Previously, their biological sex at birth was the determining factor, rather than how a person identified in life, and the gender marker could only be changed if the family of the deceased petitioned on their behalf.

Under AB 1577 (also known as the Respect After Death Act) put forward by Assembly Speaker Toni Atkins, transgender people will be remembered—with official documentation—the way they would like to be. The bill originally passed the California Assembly in May 2014.

There are many reasons it is important for a transgender person to have autonomy over their documentation, including that final certificate.
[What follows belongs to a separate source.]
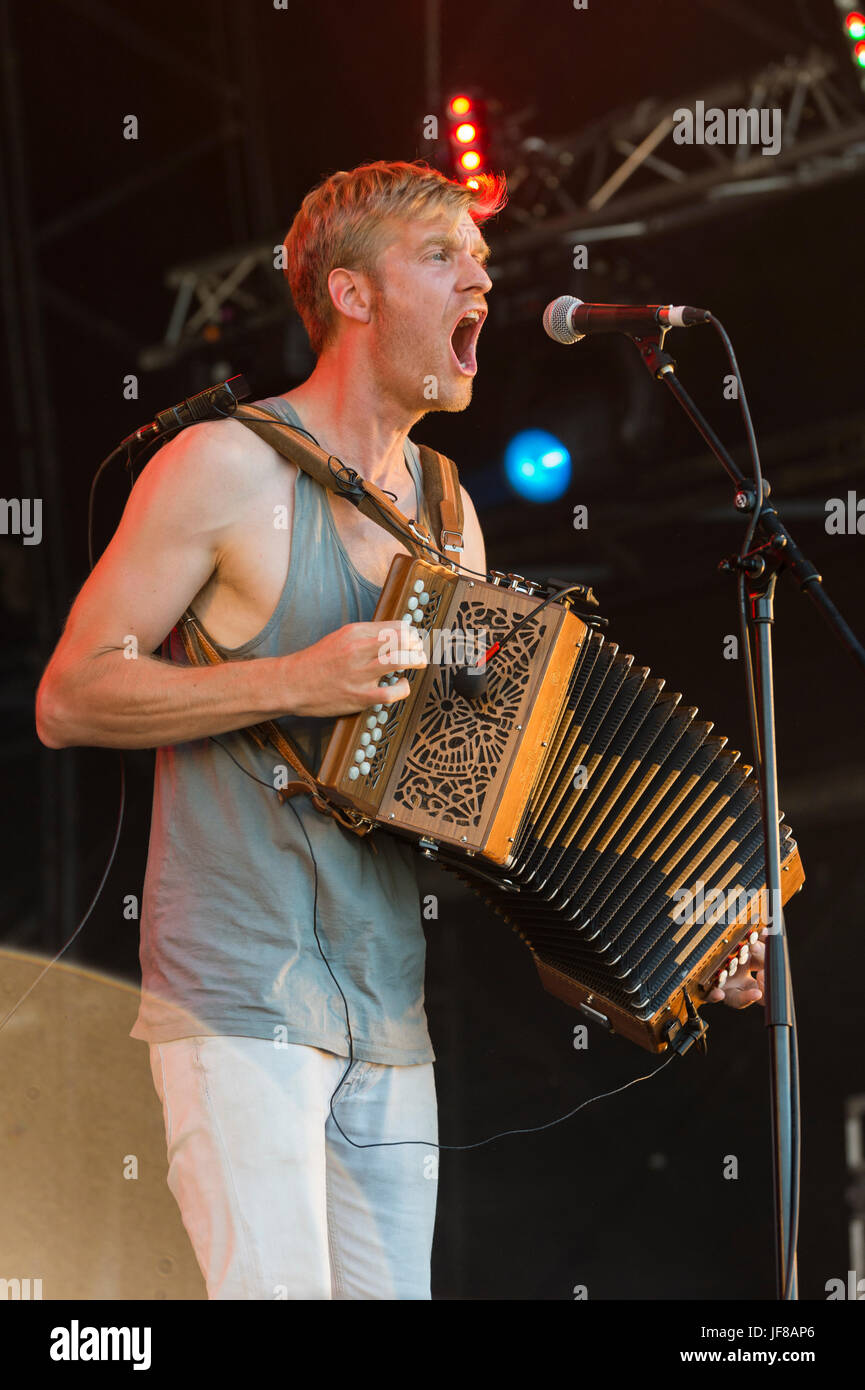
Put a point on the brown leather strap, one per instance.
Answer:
(333, 474)
(442, 496)
(444, 503)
In many instances, transgender people are estranged from their family because of their transition, and families don’t always see eye-to-eye on what sex should be put on a death certificate.

To prevent confusion, the text of AB 1577 states that California officials may defer to any of a number of legal documents to determine gender, “including, but not limited to, a birth certificate, a driver’s license, a court order approving a name or gender change, a social security card, a passport, an advanced health care directive, or proof of clinical treatment for gender transition.”
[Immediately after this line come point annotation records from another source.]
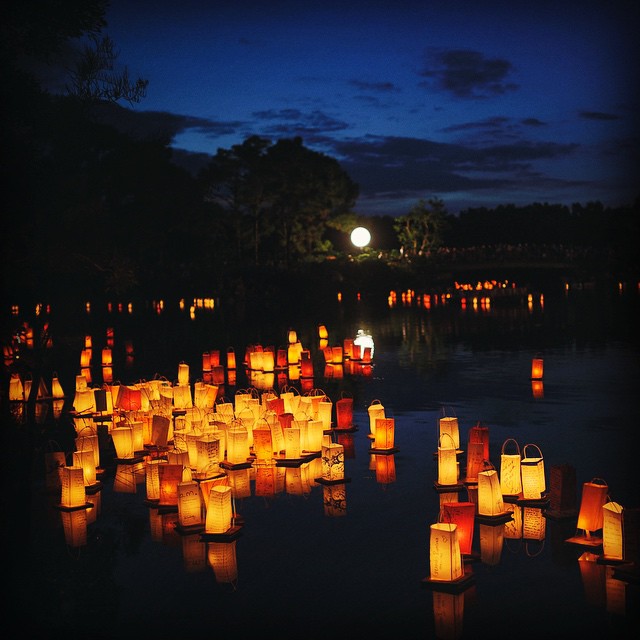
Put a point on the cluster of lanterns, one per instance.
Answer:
(512, 502)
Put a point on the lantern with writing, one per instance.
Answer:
(447, 461)
(189, 501)
(463, 515)
(532, 473)
(490, 502)
(445, 559)
(510, 477)
(219, 512)
(590, 516)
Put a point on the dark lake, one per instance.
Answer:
(314, 560)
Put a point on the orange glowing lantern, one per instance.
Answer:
(445, 558)
(463, 515)
(590, 516)
(219, 512)
(72, 487)
(537, 368)
(532, 473)
(490, 502)
(510, 476)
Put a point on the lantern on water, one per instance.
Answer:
(490, 502)
(445, 559)
(189, 501)
(122, 437)
(510, 477)
(594, 497)
(221, 557)
(532, 473)
(447, 461)
(333, 462)
(219, 512)
(537, 368)
(72, 487)
(385, 434)
(449, 425)
(477, 451)
(463, 515)
(375, 411)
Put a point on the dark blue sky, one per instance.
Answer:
(477, 103)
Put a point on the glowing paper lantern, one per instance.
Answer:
(490, 502)
(447, 461)
(219, 512)
(532, 473)
(445, 559)
(332, 462)
(537, 368)
(510, 475)
(72, 487)
(461, 514)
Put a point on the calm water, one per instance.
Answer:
(310, 567)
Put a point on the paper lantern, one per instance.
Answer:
(510, 476)
(532, 473)
(594, 497)
(375, 411)
(491, 543)
(449, 425)
(190, 506)
(122, 437)
(461, 514)
(219, 512)
(222, 559)
(490, 502)
(72, 487)
(333, 462)
(445, 559)
(86, 460)
(170, 478)
(537, 368)
(344, 413)
(477, 451)
(447, 461)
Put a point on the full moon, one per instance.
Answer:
(360, 237)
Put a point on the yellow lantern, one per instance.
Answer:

The legal director for the Transgender Law Center, Ilona Turner, told the California Report that being misgendered even on a death certificate “sends a message, really a pretty strong signal to the rest of the community, that your wishes around your gender, your identity, your life as this person, who you are doesn’t matter and can be completely erased once you’re not here to stand up for yourself.”

In an op-ed piece for the Advocate, Speaker Atkins writes of some truly heartbreaking stories she heard about transgender people being listed in death as a different gender than the one they lived as.

“While the law is just now taking effect, we’ve already seen results. Last December, Ki’Tay Davidson, a transgender and disability rights activist, passed away in his sleep. The Los Angeles Coroner’s office had heard about the Respect After Death Act, and took steps to recognize Ki’Tay as male on his official documents,” she says. 

In essence, a death certificate matching a person’s gender identity honors the person’s transition. Thus, she writes, “I believe it is a sign of progress—and promise—that AB 1577 passed the California Assembly with both Democratic and Republican votes.”